I was on my feet out and out of there almost instantly, pelting home at top speed and not stopping until I was safely shut up in my own room where I sat trembling and staring at the wall until dinner. I missed the rest of the episode, of course, and was so agitated that night that I couldn’t sleep properly. I kept dreaming that Henry was reaching out of the TV and dragging me into Cowboy Detectives, that I was trapped inside the show with no way out and that all my movements would be televised for a half-hour every afternoon for the rest of eternity. At school the next day I wasn’t at all surprised to see that Henry was missing or to hear from our teacher that Henry had “had to suddenly move back to Altair”, which I finally remembered was the star system where the Cowboy Detectives’ headquarters was located. I wasn’t even very shocked when I went round his house after school to find only an old retired couple living there, people who neither had red hair nor freckles nor had never heard of a kid called Henry.

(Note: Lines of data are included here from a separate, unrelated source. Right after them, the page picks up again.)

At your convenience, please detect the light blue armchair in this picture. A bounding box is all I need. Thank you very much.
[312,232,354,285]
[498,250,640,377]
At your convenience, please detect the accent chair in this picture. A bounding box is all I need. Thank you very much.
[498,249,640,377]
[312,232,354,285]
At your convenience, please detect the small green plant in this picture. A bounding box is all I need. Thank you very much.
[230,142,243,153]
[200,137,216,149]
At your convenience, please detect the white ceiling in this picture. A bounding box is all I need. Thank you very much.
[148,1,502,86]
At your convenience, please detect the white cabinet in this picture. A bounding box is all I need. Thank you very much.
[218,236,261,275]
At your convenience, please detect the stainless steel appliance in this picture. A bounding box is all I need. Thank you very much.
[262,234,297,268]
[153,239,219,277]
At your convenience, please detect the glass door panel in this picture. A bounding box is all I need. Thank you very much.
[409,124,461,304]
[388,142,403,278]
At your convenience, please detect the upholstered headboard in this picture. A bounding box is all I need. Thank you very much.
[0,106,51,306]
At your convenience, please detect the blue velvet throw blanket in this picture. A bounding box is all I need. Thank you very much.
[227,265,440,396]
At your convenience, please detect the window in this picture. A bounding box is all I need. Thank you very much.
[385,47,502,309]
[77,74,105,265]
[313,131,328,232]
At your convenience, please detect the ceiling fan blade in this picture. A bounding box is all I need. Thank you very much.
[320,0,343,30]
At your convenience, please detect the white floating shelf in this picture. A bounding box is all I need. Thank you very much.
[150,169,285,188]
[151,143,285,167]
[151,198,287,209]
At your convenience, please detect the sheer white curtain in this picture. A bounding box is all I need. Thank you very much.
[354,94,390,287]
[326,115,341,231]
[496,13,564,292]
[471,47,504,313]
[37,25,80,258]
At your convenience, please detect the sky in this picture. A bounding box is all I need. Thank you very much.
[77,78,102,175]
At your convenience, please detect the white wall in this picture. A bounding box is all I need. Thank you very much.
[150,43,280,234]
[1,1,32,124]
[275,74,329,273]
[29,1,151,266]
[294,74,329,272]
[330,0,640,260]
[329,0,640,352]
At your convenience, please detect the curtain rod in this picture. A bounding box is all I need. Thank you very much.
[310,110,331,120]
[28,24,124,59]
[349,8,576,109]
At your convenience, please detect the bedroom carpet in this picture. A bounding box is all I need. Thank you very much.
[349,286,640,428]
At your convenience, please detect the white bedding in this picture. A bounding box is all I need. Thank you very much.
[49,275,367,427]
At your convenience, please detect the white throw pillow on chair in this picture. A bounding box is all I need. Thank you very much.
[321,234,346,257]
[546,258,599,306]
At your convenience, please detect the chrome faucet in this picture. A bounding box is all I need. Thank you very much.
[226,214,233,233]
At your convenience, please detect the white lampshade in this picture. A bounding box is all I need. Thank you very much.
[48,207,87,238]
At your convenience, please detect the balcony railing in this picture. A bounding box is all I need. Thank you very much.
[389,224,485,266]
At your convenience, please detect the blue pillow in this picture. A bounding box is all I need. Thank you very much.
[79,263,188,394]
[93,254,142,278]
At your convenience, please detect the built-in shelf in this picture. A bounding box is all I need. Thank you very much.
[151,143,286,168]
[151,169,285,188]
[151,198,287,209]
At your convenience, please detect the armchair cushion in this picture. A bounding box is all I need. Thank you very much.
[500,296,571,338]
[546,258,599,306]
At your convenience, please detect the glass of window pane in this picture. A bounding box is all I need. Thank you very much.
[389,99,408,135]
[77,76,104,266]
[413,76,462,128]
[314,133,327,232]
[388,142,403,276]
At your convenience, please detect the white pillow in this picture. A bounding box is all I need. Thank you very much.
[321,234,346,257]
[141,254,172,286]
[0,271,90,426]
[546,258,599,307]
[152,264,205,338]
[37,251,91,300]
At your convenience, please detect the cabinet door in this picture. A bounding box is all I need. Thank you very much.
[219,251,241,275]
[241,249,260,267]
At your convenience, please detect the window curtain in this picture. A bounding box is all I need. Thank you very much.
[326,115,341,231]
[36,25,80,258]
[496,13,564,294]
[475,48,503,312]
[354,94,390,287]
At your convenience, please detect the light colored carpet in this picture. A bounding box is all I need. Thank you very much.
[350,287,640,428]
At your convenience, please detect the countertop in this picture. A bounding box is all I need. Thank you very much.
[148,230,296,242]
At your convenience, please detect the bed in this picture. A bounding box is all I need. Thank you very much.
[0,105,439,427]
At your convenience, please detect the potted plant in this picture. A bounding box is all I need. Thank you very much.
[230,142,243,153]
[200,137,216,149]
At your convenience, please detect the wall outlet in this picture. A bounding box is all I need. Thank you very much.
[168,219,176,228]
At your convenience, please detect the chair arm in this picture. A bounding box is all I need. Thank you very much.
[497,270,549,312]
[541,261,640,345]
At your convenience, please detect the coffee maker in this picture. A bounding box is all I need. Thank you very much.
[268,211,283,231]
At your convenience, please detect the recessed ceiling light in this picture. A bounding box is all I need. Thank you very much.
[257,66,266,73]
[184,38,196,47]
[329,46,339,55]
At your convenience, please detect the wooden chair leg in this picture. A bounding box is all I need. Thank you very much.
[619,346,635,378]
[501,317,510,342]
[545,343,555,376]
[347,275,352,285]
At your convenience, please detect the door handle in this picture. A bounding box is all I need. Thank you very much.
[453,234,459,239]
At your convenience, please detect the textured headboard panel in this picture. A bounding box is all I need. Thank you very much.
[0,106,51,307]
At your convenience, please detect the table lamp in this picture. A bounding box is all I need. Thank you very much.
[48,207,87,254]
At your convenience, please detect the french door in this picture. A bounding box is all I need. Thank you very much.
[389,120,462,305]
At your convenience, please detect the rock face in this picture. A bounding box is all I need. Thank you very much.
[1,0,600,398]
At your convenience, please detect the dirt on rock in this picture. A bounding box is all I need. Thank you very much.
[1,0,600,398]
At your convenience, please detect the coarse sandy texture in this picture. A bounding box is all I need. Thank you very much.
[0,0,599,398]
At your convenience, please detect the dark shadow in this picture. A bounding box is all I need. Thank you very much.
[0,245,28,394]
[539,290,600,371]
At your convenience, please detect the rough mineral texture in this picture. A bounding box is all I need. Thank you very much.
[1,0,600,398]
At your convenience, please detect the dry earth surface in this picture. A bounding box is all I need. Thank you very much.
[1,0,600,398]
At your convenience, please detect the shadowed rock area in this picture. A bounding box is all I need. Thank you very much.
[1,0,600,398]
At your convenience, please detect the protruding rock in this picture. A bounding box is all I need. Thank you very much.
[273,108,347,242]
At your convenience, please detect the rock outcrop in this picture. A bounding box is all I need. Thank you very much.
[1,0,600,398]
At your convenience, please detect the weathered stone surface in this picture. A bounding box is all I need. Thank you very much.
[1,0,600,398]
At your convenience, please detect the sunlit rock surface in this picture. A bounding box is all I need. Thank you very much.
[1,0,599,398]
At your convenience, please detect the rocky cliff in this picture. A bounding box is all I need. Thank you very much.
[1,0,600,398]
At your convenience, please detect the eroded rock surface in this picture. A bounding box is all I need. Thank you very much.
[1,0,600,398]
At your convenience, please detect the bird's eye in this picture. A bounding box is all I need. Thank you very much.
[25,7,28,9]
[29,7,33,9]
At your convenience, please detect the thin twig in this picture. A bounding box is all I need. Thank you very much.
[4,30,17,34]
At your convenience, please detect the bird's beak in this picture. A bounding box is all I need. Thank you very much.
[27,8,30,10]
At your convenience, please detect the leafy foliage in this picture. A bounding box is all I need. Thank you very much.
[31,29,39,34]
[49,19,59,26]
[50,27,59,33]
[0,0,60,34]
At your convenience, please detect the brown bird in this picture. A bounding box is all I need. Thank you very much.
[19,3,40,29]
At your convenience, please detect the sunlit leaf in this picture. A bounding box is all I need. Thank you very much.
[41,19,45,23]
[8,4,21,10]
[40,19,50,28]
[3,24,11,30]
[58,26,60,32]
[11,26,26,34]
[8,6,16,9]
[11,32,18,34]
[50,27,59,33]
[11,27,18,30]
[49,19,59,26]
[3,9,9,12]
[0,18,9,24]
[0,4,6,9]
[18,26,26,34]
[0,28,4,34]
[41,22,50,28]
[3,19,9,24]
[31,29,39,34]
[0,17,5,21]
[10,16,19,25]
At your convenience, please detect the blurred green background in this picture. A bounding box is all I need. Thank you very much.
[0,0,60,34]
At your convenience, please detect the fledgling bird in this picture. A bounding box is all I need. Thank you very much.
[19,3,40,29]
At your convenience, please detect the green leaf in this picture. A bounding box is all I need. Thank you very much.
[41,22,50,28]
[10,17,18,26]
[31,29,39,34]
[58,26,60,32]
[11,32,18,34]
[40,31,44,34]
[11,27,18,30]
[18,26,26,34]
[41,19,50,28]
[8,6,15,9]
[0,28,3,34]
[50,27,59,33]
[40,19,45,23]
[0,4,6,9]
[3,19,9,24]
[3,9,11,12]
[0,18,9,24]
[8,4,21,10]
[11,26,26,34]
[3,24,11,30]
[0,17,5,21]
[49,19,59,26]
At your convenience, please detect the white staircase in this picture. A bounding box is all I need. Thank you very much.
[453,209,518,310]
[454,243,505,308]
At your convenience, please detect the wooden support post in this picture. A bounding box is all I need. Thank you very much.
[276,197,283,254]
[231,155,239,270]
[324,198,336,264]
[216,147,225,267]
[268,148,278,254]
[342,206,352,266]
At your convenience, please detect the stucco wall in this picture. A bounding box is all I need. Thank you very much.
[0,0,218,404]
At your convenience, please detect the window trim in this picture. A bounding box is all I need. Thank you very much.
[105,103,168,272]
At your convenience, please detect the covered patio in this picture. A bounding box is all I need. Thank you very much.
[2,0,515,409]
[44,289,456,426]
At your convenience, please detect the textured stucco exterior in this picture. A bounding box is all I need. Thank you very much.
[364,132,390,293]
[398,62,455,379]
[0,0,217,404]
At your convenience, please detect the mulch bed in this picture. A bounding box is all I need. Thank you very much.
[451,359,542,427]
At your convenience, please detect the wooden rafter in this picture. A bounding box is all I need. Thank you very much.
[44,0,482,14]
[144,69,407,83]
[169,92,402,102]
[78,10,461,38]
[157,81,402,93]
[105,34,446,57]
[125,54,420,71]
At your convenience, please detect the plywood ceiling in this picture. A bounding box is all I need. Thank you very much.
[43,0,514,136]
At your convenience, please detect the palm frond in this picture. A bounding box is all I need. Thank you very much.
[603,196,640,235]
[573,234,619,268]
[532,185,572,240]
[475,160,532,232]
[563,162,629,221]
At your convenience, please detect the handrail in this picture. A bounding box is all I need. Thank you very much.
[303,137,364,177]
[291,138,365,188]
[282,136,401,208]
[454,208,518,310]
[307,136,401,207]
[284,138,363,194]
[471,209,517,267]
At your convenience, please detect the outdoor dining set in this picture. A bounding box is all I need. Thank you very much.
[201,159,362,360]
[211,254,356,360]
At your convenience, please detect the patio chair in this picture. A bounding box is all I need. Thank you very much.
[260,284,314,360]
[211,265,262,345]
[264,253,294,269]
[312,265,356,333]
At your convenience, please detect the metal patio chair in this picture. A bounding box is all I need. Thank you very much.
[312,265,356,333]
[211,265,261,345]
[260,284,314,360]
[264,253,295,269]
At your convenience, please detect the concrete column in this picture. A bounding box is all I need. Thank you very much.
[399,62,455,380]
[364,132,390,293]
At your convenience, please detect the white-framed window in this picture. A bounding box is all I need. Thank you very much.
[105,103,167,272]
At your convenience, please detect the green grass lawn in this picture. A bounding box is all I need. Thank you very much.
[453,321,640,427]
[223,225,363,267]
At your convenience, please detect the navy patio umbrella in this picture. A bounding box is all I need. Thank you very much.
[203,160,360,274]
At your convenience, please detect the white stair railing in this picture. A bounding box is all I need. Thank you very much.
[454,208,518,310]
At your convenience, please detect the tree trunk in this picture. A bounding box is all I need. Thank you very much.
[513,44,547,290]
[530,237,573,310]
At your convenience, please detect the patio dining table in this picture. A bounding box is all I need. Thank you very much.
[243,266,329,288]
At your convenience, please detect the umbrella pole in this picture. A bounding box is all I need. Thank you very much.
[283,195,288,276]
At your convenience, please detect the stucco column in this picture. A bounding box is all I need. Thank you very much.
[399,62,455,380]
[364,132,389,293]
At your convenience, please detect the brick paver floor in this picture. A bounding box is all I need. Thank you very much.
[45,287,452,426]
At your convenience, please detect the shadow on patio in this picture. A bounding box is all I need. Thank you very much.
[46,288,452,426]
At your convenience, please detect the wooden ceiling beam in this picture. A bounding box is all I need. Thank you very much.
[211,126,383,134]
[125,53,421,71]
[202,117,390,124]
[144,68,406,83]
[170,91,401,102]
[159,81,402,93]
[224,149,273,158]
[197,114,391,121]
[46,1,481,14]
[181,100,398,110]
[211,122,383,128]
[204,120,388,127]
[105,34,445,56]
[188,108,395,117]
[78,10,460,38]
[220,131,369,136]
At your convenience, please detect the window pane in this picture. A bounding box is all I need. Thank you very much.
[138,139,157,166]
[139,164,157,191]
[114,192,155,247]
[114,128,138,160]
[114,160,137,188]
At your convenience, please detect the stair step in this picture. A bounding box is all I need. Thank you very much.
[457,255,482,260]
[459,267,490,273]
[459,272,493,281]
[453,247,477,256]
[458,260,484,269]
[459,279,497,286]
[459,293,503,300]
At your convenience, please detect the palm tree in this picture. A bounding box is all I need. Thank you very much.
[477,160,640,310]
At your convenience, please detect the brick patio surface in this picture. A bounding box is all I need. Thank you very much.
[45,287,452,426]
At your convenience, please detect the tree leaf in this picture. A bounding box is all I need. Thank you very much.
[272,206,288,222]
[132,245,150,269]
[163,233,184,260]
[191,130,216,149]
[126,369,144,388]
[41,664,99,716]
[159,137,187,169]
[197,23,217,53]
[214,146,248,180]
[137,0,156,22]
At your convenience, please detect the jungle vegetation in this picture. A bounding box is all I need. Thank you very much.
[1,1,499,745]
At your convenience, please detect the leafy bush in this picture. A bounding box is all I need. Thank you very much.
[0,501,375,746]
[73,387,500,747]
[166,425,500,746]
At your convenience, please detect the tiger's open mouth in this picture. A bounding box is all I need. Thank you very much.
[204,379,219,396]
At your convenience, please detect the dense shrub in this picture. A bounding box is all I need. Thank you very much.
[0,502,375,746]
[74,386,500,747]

I guess that’s the end of my story, really, and I swear to God that it’s all true, word for word. The whole experience shook me up pretty badly for a while; I was eventually put on mood-stabilisers after my parents noticed how nervous and twitchy I was getting. It did cure me of watching afterschool programs on TV, however, so most of the rest of my childhood was pretty fulfilling, which is a lot more than can be said for most people. Still, I must admit that I’d rather not have gone through what I did at all. When you get right down to it, knowing that there really is a guy out there determined to bake the whole universe into a cake and feed it to a space alien, and that only a bunch of semi-moronic cowboy-hatted lunatics are standing between him and total galactic destruction... well, that’s more knowledge than anyone should have to put up with, believe me.

Also, if that shit actually exists then does that mean that Saved by the Bell, My Little Ponies and Roger Ramjet are all real, somewhere, too? The whole thing just doesn’t bear thinking about.